The facts of the case were that in 2002 a man surreptitiously entered a dwelling where a woman was sleeping. The man masturbated nearby the woman and fled when she awoke. The woman subsequently noticed that a pair of her earrings was missing. Based on DNA evidence processed several years later, the prosecution identified defendant as the man involved and indicted him on a misdemeanor count of petit larceny (for theft of the earrings) and a felony count of second-degree burglary (for unlawfully entering a dwelling with intent to commit a crime therein).

There was just one problem with the prosecution’s case: the limitations period for the petit larceny count, even allowing for tolling, had expired more than a year before the indictment.

Nevertheless, the prosecution pursued the petit larceny charge at trial and used its underlying facts to support the burglary charge, the prosecution’s theory being that defendant had an intent to steal when he entered the dwelling.

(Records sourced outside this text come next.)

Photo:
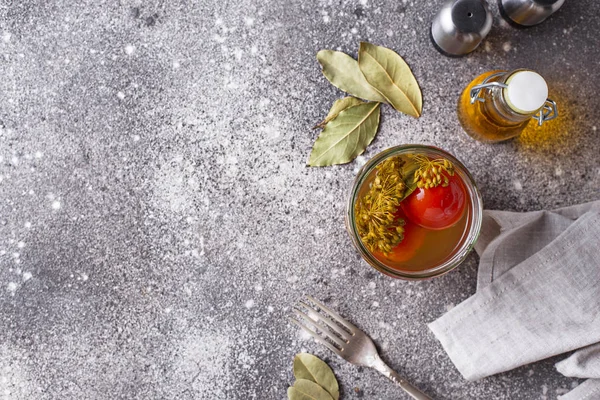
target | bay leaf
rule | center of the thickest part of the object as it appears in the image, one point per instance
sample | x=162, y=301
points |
x=307, y=366
x=304, y=389
x=337, y=107
x=343, y=72
x=346, y=136
x=391, y=77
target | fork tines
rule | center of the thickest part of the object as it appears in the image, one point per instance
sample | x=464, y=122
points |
x=324, y=324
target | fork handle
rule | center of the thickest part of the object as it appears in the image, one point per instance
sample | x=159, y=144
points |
x=398, y=380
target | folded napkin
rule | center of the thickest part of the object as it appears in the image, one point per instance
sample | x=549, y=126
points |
x=538, y=295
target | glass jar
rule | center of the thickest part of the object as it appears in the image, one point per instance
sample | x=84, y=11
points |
x=498, y=105
x=474, y=216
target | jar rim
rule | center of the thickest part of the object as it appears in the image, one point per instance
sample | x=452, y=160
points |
x=468, y=241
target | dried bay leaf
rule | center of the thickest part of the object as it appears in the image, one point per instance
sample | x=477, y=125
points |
x=304, y=389
x=346, y=136
x=337, y=107
x=343, y=72
x=389, y=74
x=307, y=366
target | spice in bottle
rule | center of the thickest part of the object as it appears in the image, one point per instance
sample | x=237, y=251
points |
x=498, y=105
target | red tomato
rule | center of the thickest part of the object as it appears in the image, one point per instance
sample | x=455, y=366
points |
x=414, y=236
x=438, y=207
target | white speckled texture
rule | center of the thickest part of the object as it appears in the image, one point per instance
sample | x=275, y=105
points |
x=157, y=220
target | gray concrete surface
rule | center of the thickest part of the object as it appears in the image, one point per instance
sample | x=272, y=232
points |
x=157, y=220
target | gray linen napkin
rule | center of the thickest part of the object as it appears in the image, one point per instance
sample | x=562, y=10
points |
x=538, y=292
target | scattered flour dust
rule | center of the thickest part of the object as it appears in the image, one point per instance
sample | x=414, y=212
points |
x=176, y=185
x=15, y=381
x=205, y=362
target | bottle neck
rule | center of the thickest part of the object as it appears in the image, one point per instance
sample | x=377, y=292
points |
x=496, y=106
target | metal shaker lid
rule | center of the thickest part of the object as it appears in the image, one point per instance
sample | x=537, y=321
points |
x=528, y=12
x=460, y=26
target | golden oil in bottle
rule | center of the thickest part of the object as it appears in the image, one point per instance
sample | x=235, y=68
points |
x=498, y=105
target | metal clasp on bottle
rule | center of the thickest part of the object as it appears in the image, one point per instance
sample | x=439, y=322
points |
x=547, y=112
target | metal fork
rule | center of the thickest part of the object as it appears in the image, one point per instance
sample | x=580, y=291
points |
x=346, y=340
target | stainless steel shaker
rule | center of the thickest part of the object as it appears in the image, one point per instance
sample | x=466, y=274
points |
x=460, y=26
x=526, y=13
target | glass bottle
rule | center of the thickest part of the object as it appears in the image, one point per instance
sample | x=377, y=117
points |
x=498, y=105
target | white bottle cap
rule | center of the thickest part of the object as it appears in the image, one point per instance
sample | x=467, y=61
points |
x=526, y=93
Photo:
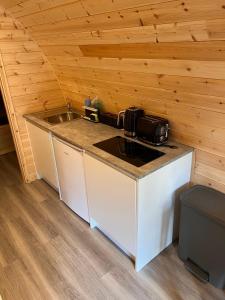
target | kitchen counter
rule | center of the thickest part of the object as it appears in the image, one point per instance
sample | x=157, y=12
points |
x=84, y=134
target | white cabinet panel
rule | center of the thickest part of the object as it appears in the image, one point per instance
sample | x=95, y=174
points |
x=41, y=142
x=70, y=168
x=112, y=202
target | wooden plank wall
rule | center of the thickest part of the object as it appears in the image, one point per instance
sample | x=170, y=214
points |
x=31, y=83
x=166, y=56
x=6, y=140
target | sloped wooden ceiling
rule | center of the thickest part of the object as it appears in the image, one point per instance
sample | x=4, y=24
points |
x=167, y=56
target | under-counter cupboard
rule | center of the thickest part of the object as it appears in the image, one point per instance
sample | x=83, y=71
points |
x=135, y=213
x=70, y=166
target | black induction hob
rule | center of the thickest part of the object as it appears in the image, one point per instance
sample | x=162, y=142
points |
x=130, y=151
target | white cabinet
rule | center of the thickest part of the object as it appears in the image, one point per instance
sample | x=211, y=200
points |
x=137, y=215
x=41, y=142
x=69, y=161
x=112, y=202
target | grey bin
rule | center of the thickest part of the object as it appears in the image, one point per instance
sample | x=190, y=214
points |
x=202, y=233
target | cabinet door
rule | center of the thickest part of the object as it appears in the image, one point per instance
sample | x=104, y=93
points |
x=70, y=168
x=41, y=142
x=112, y=202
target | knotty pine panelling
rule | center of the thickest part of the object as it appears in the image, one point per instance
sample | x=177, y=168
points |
x=166, y=56
x=31, y=83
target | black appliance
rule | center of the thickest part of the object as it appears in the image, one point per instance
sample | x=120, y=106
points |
x=131, y=115
x=152, y=129
x=129, y=151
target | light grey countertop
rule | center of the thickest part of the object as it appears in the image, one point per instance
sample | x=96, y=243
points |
x=83, y=134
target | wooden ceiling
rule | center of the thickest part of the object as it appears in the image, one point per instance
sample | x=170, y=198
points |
x=165, y=55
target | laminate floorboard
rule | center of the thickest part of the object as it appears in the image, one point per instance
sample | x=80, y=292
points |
x=47, y=252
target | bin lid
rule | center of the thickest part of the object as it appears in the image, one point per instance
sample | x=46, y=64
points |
x=206, y=201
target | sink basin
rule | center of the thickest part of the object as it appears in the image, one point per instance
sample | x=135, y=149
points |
x=61, y=118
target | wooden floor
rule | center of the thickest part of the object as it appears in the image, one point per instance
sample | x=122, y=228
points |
x=47, y=252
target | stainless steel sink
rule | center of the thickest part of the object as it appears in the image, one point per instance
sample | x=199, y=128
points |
x=61, y=118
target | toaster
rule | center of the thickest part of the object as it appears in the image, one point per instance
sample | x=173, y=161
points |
x=153, y=130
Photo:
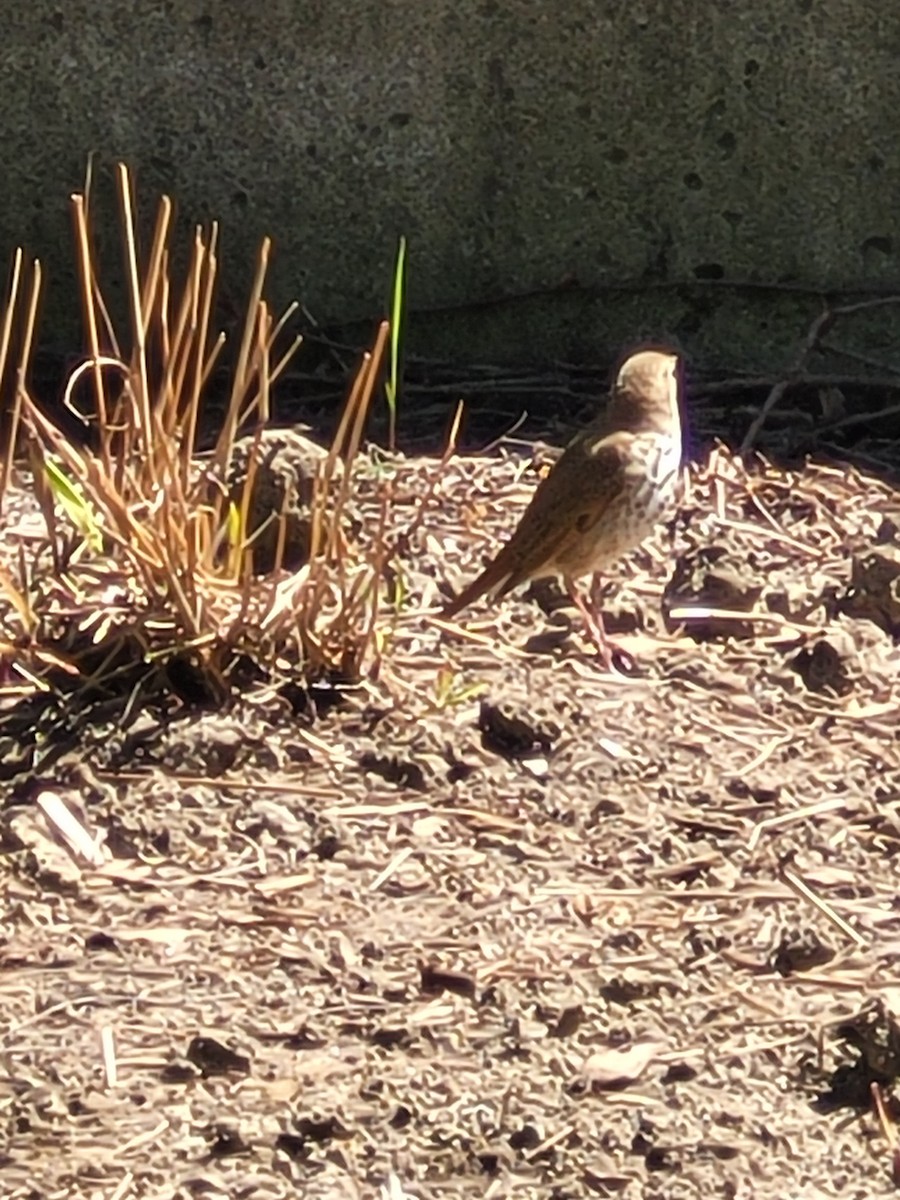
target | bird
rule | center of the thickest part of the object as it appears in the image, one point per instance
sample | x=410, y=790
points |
x=606, y=493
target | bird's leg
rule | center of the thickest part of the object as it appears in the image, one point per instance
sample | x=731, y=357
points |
x=593, y=619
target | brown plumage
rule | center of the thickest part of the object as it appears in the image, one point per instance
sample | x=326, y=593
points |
x=603, y=497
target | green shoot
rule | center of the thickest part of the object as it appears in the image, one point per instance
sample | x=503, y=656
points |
x=72, y=501
x=391, y=387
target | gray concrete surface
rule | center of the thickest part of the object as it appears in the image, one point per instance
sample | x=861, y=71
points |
x=649, y=151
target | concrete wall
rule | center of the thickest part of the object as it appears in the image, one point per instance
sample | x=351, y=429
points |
x=651, y=151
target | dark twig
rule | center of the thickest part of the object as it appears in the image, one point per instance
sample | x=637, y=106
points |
x=822, y=323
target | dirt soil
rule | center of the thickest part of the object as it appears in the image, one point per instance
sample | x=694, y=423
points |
x=498, y=923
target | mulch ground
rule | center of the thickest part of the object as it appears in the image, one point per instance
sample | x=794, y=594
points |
x=497, y=924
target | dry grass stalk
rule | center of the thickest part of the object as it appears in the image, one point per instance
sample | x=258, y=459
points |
x=161, y=539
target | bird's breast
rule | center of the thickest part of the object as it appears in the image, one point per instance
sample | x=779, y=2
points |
x=648, y=489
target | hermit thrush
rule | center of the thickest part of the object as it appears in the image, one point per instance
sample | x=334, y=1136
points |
x=603, y=497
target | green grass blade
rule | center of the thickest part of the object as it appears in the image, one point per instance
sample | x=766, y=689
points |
x=393, y=384
x=72, y=501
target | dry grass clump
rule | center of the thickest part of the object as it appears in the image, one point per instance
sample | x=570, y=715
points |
x=147, y=557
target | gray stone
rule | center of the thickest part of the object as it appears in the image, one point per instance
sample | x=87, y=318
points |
x=607, y=169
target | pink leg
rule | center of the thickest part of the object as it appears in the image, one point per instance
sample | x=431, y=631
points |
x=593, y=619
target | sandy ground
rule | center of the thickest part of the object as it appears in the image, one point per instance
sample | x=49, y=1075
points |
x=497, y=924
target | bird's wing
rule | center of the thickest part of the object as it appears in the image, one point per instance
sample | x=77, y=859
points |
x=569, y=502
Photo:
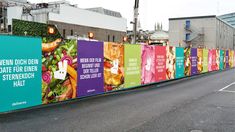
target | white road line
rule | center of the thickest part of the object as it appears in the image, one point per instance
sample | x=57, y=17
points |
x=222, y=89
x=228, y=91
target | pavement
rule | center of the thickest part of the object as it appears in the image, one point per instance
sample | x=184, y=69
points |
x=201, y=104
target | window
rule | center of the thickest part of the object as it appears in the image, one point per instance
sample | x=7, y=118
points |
x=113, y=38
x=64, y=32
x=72, y=32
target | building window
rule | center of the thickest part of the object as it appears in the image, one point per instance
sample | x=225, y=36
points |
x=72, y=32
x=113, y=38
x=108, y=38
x=64, y=32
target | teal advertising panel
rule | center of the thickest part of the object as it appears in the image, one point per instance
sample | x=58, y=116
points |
x=179, y=62
x=132, y=65
x=221, y=64
x=20, y=72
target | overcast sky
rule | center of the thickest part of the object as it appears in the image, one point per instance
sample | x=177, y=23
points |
x=152, y=11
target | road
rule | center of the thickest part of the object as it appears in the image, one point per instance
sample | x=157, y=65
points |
x=189, y=105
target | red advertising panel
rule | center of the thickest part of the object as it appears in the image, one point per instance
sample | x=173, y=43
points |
x=160, y=63
x=214, y=65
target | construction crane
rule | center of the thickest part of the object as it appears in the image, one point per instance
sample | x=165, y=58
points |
x=136, y=14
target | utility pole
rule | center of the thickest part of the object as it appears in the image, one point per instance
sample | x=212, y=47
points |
x=136, y=13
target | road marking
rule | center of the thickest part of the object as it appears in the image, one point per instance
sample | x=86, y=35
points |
x=222, y=89
x=228, y=91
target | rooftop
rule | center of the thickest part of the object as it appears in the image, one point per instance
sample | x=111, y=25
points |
x=105, y=11
x=194, y=17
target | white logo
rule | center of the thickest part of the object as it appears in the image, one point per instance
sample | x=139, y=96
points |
x=148, y=65
x=114, y=69
x=61, y=73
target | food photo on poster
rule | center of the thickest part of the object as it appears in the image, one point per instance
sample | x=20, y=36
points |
x=194, y=61
x=148, y=64
x=187, y=61
x=113, y=66
x=170, y=62
x=132, y=65
x=20, y=73
x=179, y=70
x=199, y=60
x=90, y=68
x=59, y=71
x=160, y=70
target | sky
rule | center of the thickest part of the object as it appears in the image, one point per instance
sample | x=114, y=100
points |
x=158, y=11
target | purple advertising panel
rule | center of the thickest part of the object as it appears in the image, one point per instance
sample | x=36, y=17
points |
x=194, y=61
x=227, y=59
x=90, y=68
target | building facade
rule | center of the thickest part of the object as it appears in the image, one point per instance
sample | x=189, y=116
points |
x=71, y=21
x=229, y=18
x=203, y=31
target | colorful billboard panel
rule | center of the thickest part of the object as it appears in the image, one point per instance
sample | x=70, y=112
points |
x=194, y=61
x=210, y=60
x=231, y=55
x=214, y=64
x=57, y=85
x=199, y=60
x=221, y=60
x=90, y=68
x=226, y=59
x=20, y=73
x=205, y=60
x=234, y=58
x=160, y=63
x=179, y=64
x=187, y=61
x=113, y=66
x=148, y=64
x=170, y=62
x=217, y=59
x=132, y=62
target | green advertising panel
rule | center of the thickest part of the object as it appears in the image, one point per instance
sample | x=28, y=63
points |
x=221, y=64
x=205, y=60
x=179, y=62
x=132, y=64
x=20, y=72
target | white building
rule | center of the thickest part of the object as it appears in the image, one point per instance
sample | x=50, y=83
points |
x=203, y=31
x=71, y=20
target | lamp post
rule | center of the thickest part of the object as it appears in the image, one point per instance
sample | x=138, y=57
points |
x=136, y=13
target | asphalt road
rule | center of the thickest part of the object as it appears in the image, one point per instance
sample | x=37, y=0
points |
x=193, y=105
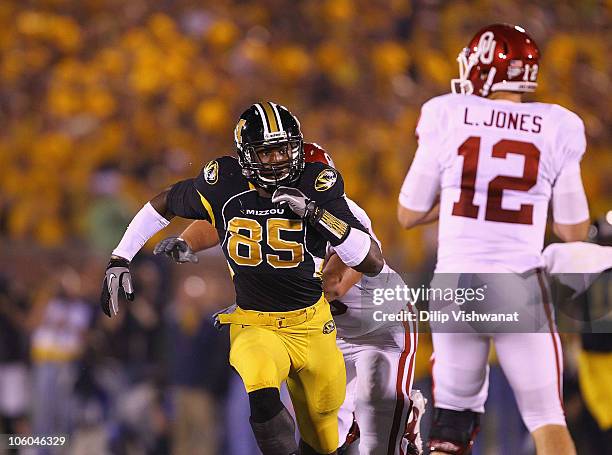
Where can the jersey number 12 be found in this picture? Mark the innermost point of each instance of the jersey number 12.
(465, 206)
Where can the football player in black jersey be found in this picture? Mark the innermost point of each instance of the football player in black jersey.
(275, 214)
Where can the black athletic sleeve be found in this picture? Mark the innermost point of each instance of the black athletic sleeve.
(325, 186)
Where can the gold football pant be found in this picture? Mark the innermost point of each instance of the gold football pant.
(298, 347)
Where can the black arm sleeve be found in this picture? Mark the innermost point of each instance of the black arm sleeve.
(184, 200)
(332, 217)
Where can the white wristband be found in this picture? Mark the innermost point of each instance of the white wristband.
(355, 247)
(145, 225)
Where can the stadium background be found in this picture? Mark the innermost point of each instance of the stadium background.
(105, 102)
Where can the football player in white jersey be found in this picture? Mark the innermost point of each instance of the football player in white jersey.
(495, 163)
(379, 354)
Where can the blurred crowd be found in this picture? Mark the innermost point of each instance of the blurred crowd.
(105, 102)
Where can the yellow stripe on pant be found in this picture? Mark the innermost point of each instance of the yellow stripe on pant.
(298, 347)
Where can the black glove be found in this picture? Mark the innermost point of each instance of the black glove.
(333, 229)
(295, 200)
(176, 249)
(117, 276)
(215, 316)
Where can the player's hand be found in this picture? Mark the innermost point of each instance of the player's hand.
(215, 317)
(117, 276)
(295, 200)
(176, 249)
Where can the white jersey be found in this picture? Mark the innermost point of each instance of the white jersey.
(496, 164)
(360, 318)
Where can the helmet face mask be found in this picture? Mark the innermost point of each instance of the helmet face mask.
(500, 57)
(269, 127)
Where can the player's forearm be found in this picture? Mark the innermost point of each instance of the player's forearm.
(373, 263)
(572, 232)
(408, 218)
(147, 222)
(338, 278)
(200, 235)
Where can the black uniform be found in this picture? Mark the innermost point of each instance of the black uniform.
(275, 257)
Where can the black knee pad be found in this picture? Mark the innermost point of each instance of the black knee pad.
(277, 435)
(453, 432)
(265, 404)
(305, 449)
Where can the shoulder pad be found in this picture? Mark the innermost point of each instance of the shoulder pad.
(321, 182)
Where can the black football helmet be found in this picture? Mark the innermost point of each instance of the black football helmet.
(264, 126)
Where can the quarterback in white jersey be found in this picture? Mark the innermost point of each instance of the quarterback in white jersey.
(495, 163)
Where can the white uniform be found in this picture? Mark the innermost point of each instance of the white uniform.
(496, 165)
(577, 264)
(379, 358)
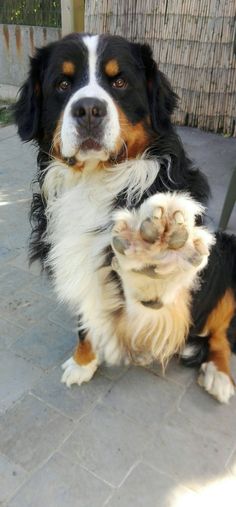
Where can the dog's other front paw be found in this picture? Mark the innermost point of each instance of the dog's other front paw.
(75, 373)
(161, 237)
(215, 382)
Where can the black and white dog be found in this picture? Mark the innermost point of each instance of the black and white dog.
(119, 213)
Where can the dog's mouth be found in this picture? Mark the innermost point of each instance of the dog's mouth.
(91, 147)
(90, 144)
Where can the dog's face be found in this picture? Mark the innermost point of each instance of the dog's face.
(94, 98)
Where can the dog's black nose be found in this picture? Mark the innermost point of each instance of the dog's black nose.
(89, 112)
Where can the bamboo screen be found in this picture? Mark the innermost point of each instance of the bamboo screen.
(194, 44)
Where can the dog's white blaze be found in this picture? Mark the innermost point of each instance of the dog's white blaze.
(69, 135)
(92, 43)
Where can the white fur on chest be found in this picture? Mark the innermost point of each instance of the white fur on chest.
(79, 230)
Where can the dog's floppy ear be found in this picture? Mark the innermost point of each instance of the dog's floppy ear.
(27, 107)
(162, 98)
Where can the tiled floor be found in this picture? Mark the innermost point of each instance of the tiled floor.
(130, 437)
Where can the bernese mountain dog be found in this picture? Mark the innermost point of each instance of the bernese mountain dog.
(118, 216)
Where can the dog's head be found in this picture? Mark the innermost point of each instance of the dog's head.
(96, 98)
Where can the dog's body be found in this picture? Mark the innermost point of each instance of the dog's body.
(118, 218)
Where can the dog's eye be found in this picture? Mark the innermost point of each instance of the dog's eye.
(119, 83)
(63, 85)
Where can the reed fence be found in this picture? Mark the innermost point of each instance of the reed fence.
(193, 43)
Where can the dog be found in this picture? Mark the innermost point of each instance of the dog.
(118, 219)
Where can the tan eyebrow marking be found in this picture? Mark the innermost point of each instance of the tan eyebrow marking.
(112, 68)
(68, 68)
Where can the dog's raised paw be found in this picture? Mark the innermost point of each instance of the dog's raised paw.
(75, 373)
(215, 382)
(161, 234)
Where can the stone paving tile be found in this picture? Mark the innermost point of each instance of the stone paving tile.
(175, 371)
(60, 483)
(113, 372)
(190, 454)
(25, 308)
(9, 332)
(11, 478)
(75, 401)
(46, 345)
(144, 397)
(208, 413)
(63, 318)
(13, 280)
(17, 376)
(107, 443)
(145, 487)
(31, 431)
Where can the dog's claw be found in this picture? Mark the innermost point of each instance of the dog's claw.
(120, 244)
(149, 231)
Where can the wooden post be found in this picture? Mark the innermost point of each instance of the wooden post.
(72, 16)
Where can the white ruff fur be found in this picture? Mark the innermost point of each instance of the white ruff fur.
(74, 215)
(77, 248)
(80, 221)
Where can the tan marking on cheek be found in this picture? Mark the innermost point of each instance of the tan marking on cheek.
(68, 68)
(112, 68)
(217, 324)
(84, 353)
(137, 137)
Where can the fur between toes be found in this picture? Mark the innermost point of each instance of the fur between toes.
(215, 382)
(77, 374)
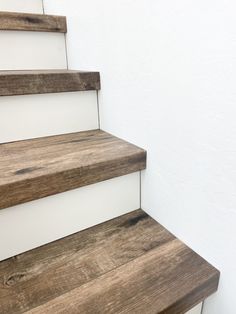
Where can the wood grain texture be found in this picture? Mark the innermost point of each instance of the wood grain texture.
(32, 22)
(47, 81)
(130, 264)
(36, 168)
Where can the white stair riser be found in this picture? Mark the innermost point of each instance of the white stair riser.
(22, 50)
(30, 116)
(28, 6)
(196, 310)
(33, 224)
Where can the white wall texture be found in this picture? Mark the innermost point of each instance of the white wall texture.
(168, 73)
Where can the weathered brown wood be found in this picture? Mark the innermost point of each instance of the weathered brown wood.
(36, 168)
(130, 264)
(32, 22)
(47, 81)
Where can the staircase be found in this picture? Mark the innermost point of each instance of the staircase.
(72, 236)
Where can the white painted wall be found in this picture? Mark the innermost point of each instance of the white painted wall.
(168, 84)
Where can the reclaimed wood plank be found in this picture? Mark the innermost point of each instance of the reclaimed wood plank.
(36, 168)
(32, 22)
(47, 81)
(130, 264)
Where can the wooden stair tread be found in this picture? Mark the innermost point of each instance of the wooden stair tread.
(36, 168)
(130, 264)
(47, 81)
(32, 22)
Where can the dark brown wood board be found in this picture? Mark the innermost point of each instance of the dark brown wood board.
(47, 81)
(130, 264)
(36, 168)
(32, 22)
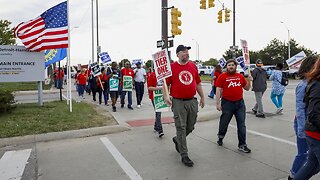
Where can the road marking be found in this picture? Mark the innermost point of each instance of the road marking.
(12, 164)
(267, 136)
(124, 164)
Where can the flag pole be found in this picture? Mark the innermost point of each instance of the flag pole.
(69, 44)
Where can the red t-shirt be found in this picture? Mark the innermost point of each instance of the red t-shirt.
(216, 74)
(184, 80)
(231, 86)
(82, 79)
(126, 72)
(152, 82)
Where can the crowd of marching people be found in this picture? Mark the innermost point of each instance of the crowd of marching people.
(227, 89)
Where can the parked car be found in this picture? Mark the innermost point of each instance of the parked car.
(205, 70)
(269, 69)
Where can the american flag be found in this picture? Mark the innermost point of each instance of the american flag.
(48, 31)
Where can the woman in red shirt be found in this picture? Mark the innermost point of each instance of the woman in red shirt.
(81, 82)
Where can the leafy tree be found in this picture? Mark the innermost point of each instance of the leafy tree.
(122, 62)
(6, 33)
(210, 62)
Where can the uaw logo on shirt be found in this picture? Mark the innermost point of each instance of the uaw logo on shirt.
(185, 77)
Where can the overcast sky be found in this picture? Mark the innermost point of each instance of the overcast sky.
(130, 28)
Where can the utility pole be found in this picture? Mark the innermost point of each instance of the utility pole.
(92, 30)
(164, 20)
(234, 30)
(98, 46)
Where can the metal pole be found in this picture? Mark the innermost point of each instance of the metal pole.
(98, 47)
(40, 94)
(69, 46)
(288, 43)
(234, 29)
(92, 30)
(164, 16)
(59, 72)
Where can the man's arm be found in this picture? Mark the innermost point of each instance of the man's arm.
(247, 86)
(218, 97)
(200, 92)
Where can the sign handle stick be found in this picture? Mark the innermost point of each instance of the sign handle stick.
(166, 87)
(100, 83)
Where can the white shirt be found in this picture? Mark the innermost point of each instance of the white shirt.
(139, 76)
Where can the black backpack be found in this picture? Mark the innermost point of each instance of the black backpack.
(284, 79)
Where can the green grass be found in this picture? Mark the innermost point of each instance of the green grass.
(27, 119)
(205, 78)
(22, 86)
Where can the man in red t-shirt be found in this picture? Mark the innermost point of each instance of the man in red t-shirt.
(231, 85)
(184, 83)
(126, 71)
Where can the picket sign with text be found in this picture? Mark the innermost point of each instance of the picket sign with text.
(245, 52)
(240, 61)
(159, 102)
(127, 83)
(222, 62)
(105, 58)
(114, 83)
(162, 65)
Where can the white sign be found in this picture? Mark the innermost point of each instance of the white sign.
(162, 65)
(295, 61)
(240, 61)
(17, 64)
(245, 52)
(135, 61)
(105, 58)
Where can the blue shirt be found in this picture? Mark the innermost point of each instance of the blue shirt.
(276, 77)
(301, 110)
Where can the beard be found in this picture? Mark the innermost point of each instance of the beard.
(231, 71)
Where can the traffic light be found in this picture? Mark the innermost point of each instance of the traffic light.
(220, 16)
(175, 22)
(227, 15)
(203, 4)
(211, 3)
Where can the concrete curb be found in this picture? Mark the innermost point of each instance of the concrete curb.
(36, 92)
(21, 140)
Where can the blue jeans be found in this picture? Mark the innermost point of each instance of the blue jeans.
(139, 91)
(81, 89)
(212, 92)
(238, 109)
(157, 123)
(311, 167)
(277, 99)
(123, 96)
(302, 154)
(105, 95)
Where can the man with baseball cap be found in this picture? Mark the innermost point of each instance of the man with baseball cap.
(184, 83)
(231, 85)
(259, 85)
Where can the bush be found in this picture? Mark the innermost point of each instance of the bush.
(6, 101)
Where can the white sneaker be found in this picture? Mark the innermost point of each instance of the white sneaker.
(279, 110)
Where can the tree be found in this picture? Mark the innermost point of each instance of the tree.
(6, 33)
(210, 62)
(122, 62)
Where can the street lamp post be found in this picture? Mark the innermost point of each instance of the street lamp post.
(197, 49)
(288, 38)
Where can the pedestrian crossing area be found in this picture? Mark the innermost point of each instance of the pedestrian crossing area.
(13, 163)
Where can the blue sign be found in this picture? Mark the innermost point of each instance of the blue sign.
(54, 55)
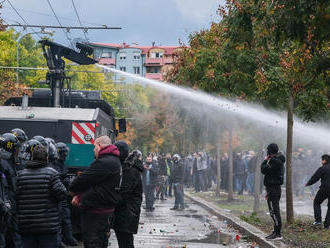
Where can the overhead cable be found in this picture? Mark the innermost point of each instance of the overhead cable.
(58, 20)
(75, 10)
(22, 17)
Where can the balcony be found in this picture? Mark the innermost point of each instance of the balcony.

This decision would lead the Court of Appeals to comment on the need for “responsible charging practices.” But on appeal, focus would not be on the prosecutor’s decision but on the question: Why did defense counsel not seek dismissal of the time-barred larceny count?

At trial, defendant was convicted on both charges. On appeal, the defendant argued that his attorney was ineffective by failing to obtain dismissal of the larceny count. The issues were (1) whether counsel had a reasonable strategy in letting this charge go forward and (2) whether this singular error – if indeed it was such – could support an IAC claim.

As to the first issue, the majority stated that a finding of guilt on the larceny count would “as a practical matter have dictated a finding of guilt on the burglary count as well,” and so failure to obtain dismissal of the larceny count was “objectively incapable of enabling any compromise verdict.”

The dissenters noted, however, that even had the larceny count been dismissed, evidence relating to this uncharged crime would still have been admissible to support the intent element of the burglary charge – a possibility the majority did not deny. Accordingly, the dissenters concluded that counsel might have wanted to provide opportunity to convict only on this misdemeanor charge – an opportunity that would have been precluded were the charge dismissed.

As to the second issue, the Court’s precedents state the rule that an IAC claim requires assessment of counsel’s overall representation. So the question was whether a single error in otherwise unquestioned performance could support the IAC claim in Harris. The Court relied on its earlier decision in People v. Turner, 840 N.E.2d 123 (N.Y. 2005), in which it held that a singular error to obtain omission of a time-barred charge was prejudicial in a case where the time-barred count was the only one on which the jury convicted. Writing for the Court, Judge Robert Smith noted that Turner “may be the first [case] this Court has encountered” in which a singular error required a finding of constitutionally deficient performance.

The Harris majority understood Turner to create a “freestanding” exception to the overall assessment rule for cases where counsel’s only error was omission to seek dismissal of a time-barred charge. The dissenters interpreted Turner as instead upholding the overall assessment rule, while allowing that a single questionable decision of whatever sort can sustain an IAC claim only if that decision discloses ineffectiveness in overall performance.

This disagreement also implicated the issue of remedy. The majority interpreted Turner broadly to apply wherever unreasonable omission to obtain dismissal of a time-barred charge results in conviction on that charge. Accordingly, in Harris the majority granted only partial relief, reversing the larceny conviction but not the burglary conviction. The dissenters found this partial relief, grounded in “charge by charge analysis,” unprecedented. Given their understanding that focus must be on counsel’s overall performance, the dissenters stated that the proper remedy, assuming IAC is found, would have to have been comprehensive.